Indie Goods Market founder Thad Beversdorf
Indie Goods Market founder Thad Beversdorf

In addition, Beversdorf learned gen Z shoppers are often interested in perusing products at brick-and-mortar locations prior to purchasing. “The millennial and gen Z generations have very different mindsets,” says Beversdorf. “I see gen Z integrating a more traditional mindset than millennials.” When Indie Goodz would pop up at yoga studios and coffee shops, it garnered a welcome reception. Indie Goods Market’s store presents products in an unpretentious shopping environment in which customers can pick up purchases they made online, and sip tea and munch snacks as they explore the assortment.

Beversdorf predicts household essentials and personal care will be strong categories for Indie Goods Market. The personal care brands it carries include Vesta Apothecary, Fresc, Kaycee’s Cosmetics, Essance, Hudson Valley Skin Care, Grow Bar Organics, Uncut Standards, Addicted Beauty, Riddle Oil, Pure Principles and Social Paint. At Indie Goodz pop-ups, personal care was a robust performer. “There’s such a difference between products that are offered in big-box retailers and the quality of what we are offering customers,” says Beversdorf. “When customers experience that in person, it really hits home, and it drives a lot of sales in the personal care area.”

“We consider ourselves to be the anti-big box and anti-Amazon, but we are also the anti-boutique.”

Indie Goods Market is similar to a consignment shop in that it doesn’t buy inventory upfront from its vendors. “We pay on an intermittent basis as the sales take place. We spread the costs and risks across the entire supply community,” says Beversdorf. He estimates brands command 40% to 45% of the retail price in customary wholesale relationships. At Indie Goods Market, however, they keep 65% of the retail price on products sold.

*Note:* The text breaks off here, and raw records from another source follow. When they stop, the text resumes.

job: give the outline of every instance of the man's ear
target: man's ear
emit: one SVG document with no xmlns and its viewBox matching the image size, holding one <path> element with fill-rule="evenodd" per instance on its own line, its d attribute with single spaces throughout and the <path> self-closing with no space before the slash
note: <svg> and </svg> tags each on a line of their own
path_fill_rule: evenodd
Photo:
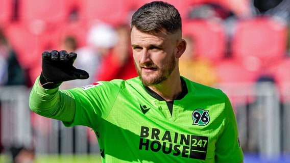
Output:
<svg viewBox="0 0 290 163">
<path fill-rule="evenodd" d="M 186 48 L 186 41 L 184 39 L 180 39 L 177 44 L 177 52 L 176 52 L 176 58 L 179 58 L 185 51 Z"/>
</svg>

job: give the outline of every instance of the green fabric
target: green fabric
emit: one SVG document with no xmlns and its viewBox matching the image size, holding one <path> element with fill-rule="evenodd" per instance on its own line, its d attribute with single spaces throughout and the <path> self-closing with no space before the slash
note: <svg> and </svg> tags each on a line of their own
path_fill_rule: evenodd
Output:
<svg viewBox="0 0 290 163">
<path fill-rule="evenodd" d="M 45 90 L 37 81 L 30 106 L 66 126 L 92 128 L 103 162 L 243 161 L 227 96 L 184 79 L 188 93 L 174 101 L 172 116 L 166 102 L 148 94 L 138 77 L 68 90 Z"/>
</svg>

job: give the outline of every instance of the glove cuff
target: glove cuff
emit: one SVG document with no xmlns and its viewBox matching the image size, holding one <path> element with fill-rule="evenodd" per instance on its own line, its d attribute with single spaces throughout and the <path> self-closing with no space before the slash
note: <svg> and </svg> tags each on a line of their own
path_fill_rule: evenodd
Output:
<svg viewBox="0 0 290 163">
<path fill-rule="evenodd" d="M 41 86 L 43 88 L 47 89 L 57 88 L 58 87 L 59 87 L 59 86 L 60 86 L 60 85 L 62 83 L 62 82 L 56 83 L 46 78 L 42 75 L 42 72 L 41 74 L 40 74 L 40 76 L 39 77 L 39 82 L 40 83 L 40 84 L 41 85 Z"/>
</svg>

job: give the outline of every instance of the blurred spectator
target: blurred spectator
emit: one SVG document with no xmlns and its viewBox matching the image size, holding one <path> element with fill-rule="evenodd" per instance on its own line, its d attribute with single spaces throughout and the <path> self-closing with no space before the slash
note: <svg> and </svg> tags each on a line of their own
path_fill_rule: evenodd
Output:
<svg viewBox="0 0 290 163">
<path fill-rule="evenodd" d="M 13 163 L 33 162 L 35 156 L 34 149 L 23 147 L 10 149 Z"/>
<path fill-rule="evenodd" d="M 74 65 L 78 68 L 86 70 L 90 77 L 85 80 L 69 81 L 67 82 L 66 88 L 82 87 L 95 82 L 94 76 L 99 70 L 101 60 L 109 53 L 117 43 L 118 37 L 113 26 L 104 23 L 99 23 L 92 26 L 87 36 L 86 45 L 74 50 L 78 54 L 78 59 L 75 62 Z M 70 41 L 70 43 L 71 43 L 72 41 Z M 67 45 L 67 44 L 66 45 Z M 63 48 L 69 49 L 67 46 Z M 74 51 L 72 50 L 73 49 L 71 49 L 69 50 Z M 68 52 L 69 52 L 71 51 L 68 51 Z"/>
<path fill-rule="evenodd" d="M 74 52 L 77 49 L 77 40 L 74 36 L 66 36 L 60 43 L 60 49 L 65 50 L 68 53 Z"/>
<path fill-rule="evenodd" d="M 96 74 L 96 80 L 127 79 L 137 76 L 131 48 L 130 29 L 127 25 L 117 26 L 117 44 L 105 56 Z"/>
<path fill-rule="evenodd" d="M 0 29 L 0 85 L 26 85 L 27 78 L 15 51 Z"/>
<path fill-rule="evenodd" d="M 211 61 L 195 54 L 194 39 L 189 36 L 183 38 L 186 49 L 179 59 L 180 75 L 192 81 L 213 86 L 217 82 L 217 73 Z"/>
</svg>

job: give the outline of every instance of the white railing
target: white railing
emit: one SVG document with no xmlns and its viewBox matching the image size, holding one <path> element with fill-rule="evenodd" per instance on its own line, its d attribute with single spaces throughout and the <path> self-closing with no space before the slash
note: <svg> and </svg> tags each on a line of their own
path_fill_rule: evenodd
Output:
<svg viewBox="0 0 290 163">
<path fill-rule="evenodd" d="M 269 157 L 290 152 L 290 101 L 281 100 L 290 99 L 290 91 L 281 94 L 267 82 L 215 87 L 232 101 L 244 151 Z M 100 152 L 88 128 L 66 128 L 60 121 L 32 113 L 30 92 L 25 87 L 0 87 L 1 142 L 6 149 L 32 146 L 36 154 Z"/>
</svg>

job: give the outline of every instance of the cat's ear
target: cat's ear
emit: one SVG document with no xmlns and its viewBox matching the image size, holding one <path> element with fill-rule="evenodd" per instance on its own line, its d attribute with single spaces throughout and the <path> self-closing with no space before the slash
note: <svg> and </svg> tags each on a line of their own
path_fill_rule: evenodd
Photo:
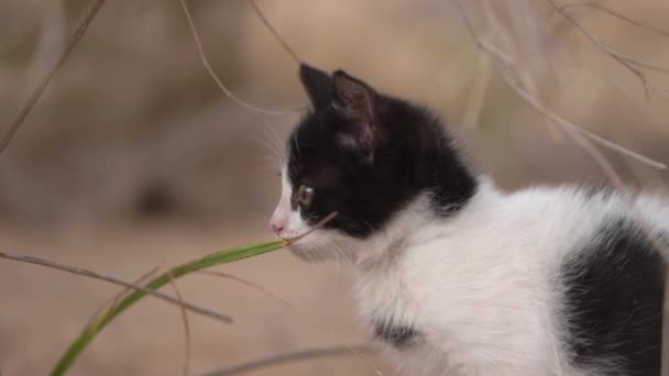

Beversdorf asserts indie Goods Market provides “a better platform on the vendor side than Amazon and Etsy.” On top of giving vendors a larger share of the retail price, he mentions it shares analytics in a manner atypical of Amazon in particular. To address funding challenges that nascent brands face, Indie Goods Market is mulling taking minority stakes in and supplying loans to its vendors. Beversdorf says, “We want to be able to help grow this micro-economy that we are building.”

Indie Goods Market
Indie Goods Market has opened a 2,500-square-foot store in Raleigh. It plans to add as many as five stores next year.

According to Beversdorf, Indie Goods Market has raised in excess of $500,000 from friends and family members. It plans to expand to a second city in the first quarter of next year with a brick-and-mortar outpost and could open as many as five stores in 2020. It’s identified Denver and Austin for possible future locations. Indie Goods Market is looking to plant units in areas that seem relatively recession-proof. Beversdorf declined to discuss revenue projections.

No matter where it heads, Beversdorf is confident Indie Goods Market’s approach will outlast consumer boycotts of companies because it doesn’t force people to drastically transform their shopping behavior. “When I buy sweater, I’m not necessary thinking about how it’s going to save the economy or a tree. That’s not to say I don’t care about that stuff, it just doesn’t enter my consumer decision matrix. I’m thinking about the color, fit and feel of it. That’s what I want people to purchase on,” he says. “We’ve already vetted all these brands, and you can shop the way you normally shop. What do you like? What seems right to you? The movement boycotts and cause-based marketplaces are short-lived.”